During April and May, our early childhood students were continuing to develop their physical literacy skills through a range of different activities. They have been practicing skills such as striking, dodging, throwing, catching, climbing and kicking through many different types of games. Our students' favourite games were tag games, hide ‘n seek and octopus. Plus they loved tree climbing!
Elementary students have been doing a health-related fitness unit, inquiring into ways we stay physically fit and healthy then applying their knowledge to different activities.
grade 1: body's' responses to fitness activities
grade 2: jump rope
grade 3: team running challenge
grade 4: designing a fitness programme
grade 5: health-related components of fitness stations
Everyone was very excited about ending the year of physical education in the swimming pool and especially having our instructors from Australia to help us become better swimmers!
2017 - 2018
OYIS hosted its annual international festival on May 19th. This event is an opportunity for the school community to gather together and celebrate its diversity. Students, families, staff and community members were able to enjoy a range of music, food and culture.

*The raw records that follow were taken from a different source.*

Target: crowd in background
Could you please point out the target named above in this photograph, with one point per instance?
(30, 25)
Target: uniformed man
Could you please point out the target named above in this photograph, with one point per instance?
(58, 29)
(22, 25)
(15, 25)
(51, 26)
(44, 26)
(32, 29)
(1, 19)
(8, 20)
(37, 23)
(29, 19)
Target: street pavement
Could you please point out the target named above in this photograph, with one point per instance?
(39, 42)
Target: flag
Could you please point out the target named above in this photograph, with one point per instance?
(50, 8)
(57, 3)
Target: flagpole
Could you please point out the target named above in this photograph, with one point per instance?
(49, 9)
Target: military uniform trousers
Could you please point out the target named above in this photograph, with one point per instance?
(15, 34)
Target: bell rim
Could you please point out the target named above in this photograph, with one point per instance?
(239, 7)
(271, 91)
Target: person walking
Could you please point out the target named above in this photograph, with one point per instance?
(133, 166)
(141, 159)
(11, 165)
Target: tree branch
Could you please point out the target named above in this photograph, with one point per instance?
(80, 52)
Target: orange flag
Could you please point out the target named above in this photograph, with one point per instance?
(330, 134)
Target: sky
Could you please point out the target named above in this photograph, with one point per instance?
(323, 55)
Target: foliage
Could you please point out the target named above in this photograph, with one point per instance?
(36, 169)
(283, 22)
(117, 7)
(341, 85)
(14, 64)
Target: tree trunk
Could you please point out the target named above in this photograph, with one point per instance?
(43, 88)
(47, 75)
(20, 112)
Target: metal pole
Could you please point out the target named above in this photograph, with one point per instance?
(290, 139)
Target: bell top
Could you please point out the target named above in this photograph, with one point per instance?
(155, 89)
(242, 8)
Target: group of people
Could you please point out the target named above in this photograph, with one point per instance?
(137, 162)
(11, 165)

Through the event, we were also able to raise a significant amount of funds to support both the school and micro loans for entrepreneurs in developing countries. OYIS would like to thank everyone who made the event a great success.
We had a great spring concert this year! It was an impressive showcase of musical skill and talent across all grades. From the early childhood music and movement performance all the way to the junior high school take on some popular music numbers, everyone worked hard to put on a great show. In our music program, we believe that giving students opportunities to perform will build their confidence and encourage them to pursue the joy of music in the future.
It’s never too early to instill a love of music in children! OYIS early childhood students continued to prove that even the youngest of learners could achieve some level of mastery over basic musical concepts. Our students developed a strong musical foundation through meaningful play with pitch. By infusing color, literacy, numbers and games into hands-on musical experiences, the students were exposed to the wide world of music and were able to express themselves through this exciting art form. We celebrated musical diversity from a variety of cultures, we composed our own rhythms, we danced and played, we explored musical instrument families and even built some instruments ourselves! May the summer holiday bring lots of time for music to be made and played!
This year, we had a fantastic time in both primary and junior high music classes. Students performed at the various school events, including spring concert, grade 5 exhibition and the international festival. They learned about and explored music from different times and cultures. There were also many opportunities to try and play a variety of instruments, to experience different music roles and to be involved in arranging the pieces we performed. Some of the classes learned about composition and even worked on their own pieces of music. Next school year, our ambition is to perform before a wider OYIS community as well as to present our work outside the school.
Primary and Junior High
The 2018 PYP exhibition was very successful! In the grade 5 Japanese A class, the students used calligraphy to write Kanji to represent their PYP projects, which was displayed in front of the grade 5 classroom on exhibition day. Each calligraphy work showed passion. After the PYP exhibition, the students wrote reflections on their presentations in Japanese, which showed how satisfied they were with their projects.
In their final unit, the grade 2 students examined the similarities and differences between pictures and writing symbols. They learned various pictograms (象形文字) and also created their own. They had many great ideas, and their work was very creative.